1.1. « Les hommes d’aujourd’hui »

L’« Argument » par lequel s’ouvre Le Poème pulvérisé place celui-ci dans la continuité des œuvres de Char situées en regard de leur temps. On se souvient que la « Dédicace » de Placard pour un chemin des écoliers avait inauguré une telle forme d’historicisation des recueils : inscrite dans le temps de ses contemporains par la date de mars 1937, la « Dédicace » désignait en outre, pour la première fois, une temporalité de type historique à l’horizon de son discours. L’Argument n’a certes pas la forme d’allocution de la « Dédicace », qui s’adressait aux « enfants d’Espagne ». Mais on peut discerner dans la question initiale, « Comment vivre sans inconnu devant soi ? », un destinataire implicite dont le texte fait le témoin de sa dénonciation. Or celle-ci vise très explicitement ses contemporains, « les hommes d’aujourd’hui » :

‘Les hommes d’aujourd’hui veulent que le poème soit à l’image de leur vie, faite de si peu d’égards, de si peu d’espace et brûlée d’intolérance.’

Conformément à une pratique qui va s’accentuer dans l’œuvre, les poèmes sont présentés comme inséparables de la « scène d’énonciation » 501 qui les porte. Le recueil, dans cet « Argument », « pose son énonciation » : contemporain d’une situation qu’il veut dénoncer, il s’adresse à un destinataire qu’il inclut dans son acte de dénonciation, et qu’il dissocie des « hommes d’aujourd’hui », comme il s’en dissocie lui-même. Dans cet « Argument », à l’instar de la « Dédicace » de Placard pour un chemin des écoliers, l’œuvre de Char désigne explicitement un contexte, dans lequel elle s’inscrit. Et en même temps qu’elle le désigne, elle en donne sa propre représentation.
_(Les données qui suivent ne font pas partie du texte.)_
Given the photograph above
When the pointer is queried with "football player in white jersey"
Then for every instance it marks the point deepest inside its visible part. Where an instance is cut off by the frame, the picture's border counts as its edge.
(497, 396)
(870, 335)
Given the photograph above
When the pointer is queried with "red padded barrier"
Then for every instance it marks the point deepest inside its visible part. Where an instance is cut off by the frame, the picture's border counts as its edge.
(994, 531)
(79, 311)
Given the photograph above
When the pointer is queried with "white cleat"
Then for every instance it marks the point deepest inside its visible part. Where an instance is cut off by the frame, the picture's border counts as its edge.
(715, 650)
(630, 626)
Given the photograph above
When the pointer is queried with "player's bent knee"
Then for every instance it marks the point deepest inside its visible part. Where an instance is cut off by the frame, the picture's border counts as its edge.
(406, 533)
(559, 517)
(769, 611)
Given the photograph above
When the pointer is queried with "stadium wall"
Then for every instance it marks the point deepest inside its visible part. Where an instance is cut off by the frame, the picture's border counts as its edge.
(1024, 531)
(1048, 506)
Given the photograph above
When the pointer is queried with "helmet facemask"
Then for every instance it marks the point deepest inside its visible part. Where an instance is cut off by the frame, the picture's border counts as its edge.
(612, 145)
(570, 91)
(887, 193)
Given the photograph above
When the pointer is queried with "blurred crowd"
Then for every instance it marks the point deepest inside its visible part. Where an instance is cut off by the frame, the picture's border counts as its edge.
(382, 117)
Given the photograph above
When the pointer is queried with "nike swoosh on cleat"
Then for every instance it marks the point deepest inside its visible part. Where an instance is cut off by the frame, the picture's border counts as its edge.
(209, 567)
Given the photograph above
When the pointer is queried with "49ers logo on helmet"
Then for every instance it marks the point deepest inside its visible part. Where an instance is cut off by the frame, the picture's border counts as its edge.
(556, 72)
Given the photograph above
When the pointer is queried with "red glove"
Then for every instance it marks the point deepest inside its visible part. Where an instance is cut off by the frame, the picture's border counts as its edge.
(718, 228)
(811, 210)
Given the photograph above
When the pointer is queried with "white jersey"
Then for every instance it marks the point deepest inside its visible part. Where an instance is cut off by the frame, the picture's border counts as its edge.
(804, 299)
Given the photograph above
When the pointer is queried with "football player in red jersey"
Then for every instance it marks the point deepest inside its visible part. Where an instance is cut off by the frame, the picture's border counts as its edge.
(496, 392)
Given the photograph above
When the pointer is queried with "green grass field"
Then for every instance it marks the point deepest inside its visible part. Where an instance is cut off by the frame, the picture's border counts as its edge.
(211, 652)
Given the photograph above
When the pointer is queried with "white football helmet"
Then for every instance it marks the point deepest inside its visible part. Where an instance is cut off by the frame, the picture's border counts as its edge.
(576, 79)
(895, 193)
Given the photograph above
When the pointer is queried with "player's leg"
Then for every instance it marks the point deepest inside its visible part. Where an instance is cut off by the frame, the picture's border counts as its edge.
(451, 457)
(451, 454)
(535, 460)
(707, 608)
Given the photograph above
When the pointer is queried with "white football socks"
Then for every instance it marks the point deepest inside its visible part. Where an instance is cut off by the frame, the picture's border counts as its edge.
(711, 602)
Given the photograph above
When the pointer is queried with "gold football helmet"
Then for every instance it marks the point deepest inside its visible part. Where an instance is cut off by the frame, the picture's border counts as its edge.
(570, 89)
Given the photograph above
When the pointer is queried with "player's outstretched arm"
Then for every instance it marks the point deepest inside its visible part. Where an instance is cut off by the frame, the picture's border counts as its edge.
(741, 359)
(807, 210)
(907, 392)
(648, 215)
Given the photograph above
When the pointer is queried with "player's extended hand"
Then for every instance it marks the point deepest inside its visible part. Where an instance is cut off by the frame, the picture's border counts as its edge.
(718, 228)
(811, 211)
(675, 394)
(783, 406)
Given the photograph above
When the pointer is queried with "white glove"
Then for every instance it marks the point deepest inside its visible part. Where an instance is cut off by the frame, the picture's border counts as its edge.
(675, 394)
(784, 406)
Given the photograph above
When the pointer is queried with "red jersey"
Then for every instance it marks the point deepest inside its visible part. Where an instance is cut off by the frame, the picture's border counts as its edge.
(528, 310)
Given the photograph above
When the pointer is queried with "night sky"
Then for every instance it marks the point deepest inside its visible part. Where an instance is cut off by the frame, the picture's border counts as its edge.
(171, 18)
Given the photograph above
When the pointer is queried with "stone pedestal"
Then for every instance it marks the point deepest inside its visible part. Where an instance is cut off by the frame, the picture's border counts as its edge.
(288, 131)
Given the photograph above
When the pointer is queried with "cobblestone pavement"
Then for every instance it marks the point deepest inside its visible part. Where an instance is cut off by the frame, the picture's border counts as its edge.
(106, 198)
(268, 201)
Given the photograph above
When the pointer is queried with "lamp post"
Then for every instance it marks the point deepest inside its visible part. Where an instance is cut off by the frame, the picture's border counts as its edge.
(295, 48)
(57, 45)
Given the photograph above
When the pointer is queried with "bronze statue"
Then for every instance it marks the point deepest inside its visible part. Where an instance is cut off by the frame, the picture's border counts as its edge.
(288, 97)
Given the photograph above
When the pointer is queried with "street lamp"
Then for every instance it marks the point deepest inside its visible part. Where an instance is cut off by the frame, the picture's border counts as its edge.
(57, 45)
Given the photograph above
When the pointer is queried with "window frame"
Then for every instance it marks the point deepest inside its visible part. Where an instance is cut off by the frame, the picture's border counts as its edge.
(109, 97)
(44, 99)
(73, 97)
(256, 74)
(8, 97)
C’est sur ce dernier point que l’on remarquera une différence importante entre les deux avant-dire. Le contexte de l’« Argument » ne possède plus l’horizon historique et la dimension d’affichage public qui caractérisaient la « Dédicace ». Celle-ci était tout entière tournée vers « l’espoir », dernier mot de l’allocution, et vers l’idée d’une justice de l’histoire. L’énonciation publique était suggérée par l’image du « placard », supposant une intervention directe dans l’espace social. Dans l’« Argument », la solitude de l’énonciateur est beaucoup plus grande. Le destinataire implicitement contenu dans la question initiale disparaît de la suite du texte. Là où, dans la « Dédicace », une alliance s’établissait et laissait deviner la perspective d’une lutte commune aux coénonciateurs, l’« Argument » fait place à une prise de distance entre le locuteur et un contexte étendu à l’ensemble des « hommes d’aujourd’hui ». Le poète se sépare de ses contemporains dont il stigmatise les insuffisances : intolérance, étroitesse, absence d’« égards », pulsion destructrice. Cette position, ainsi explicitement énoncée, est nouvelle dans l’œuvre poétique, depuis Placard.

Certes la nécessité de mettre le poème à distance est une des exigences continûment placées comme contrepoids à l’impératif, non moins constant, de répondre à son temps. L’Avant-monde et Partage formel forment de ce point de vue les deux pôles d’une poétique qui cherche à maintenir un équilibre entre la responsabilité face à l’histoire et le dégagement. Cependant ce dégagement ne recouvre pas ce qui s’énonce ici dans l’« Argument ». Une séparation, qui n’est pas une indifférence, ni un retrait, définit la nouveauté de ce texte. Ce qui a disparu, c’est une communauté de projet et l’implication d’un destinataire collectif. Toujours responsable devant son temps, le poème témoin, selon le verbe employé à la fin du texte, se dissocie en même temps de ses contemporains. Du même coup disparaît l’idée d’agir collectivement dans une histoire conçue comme résultat de l’action des hommes.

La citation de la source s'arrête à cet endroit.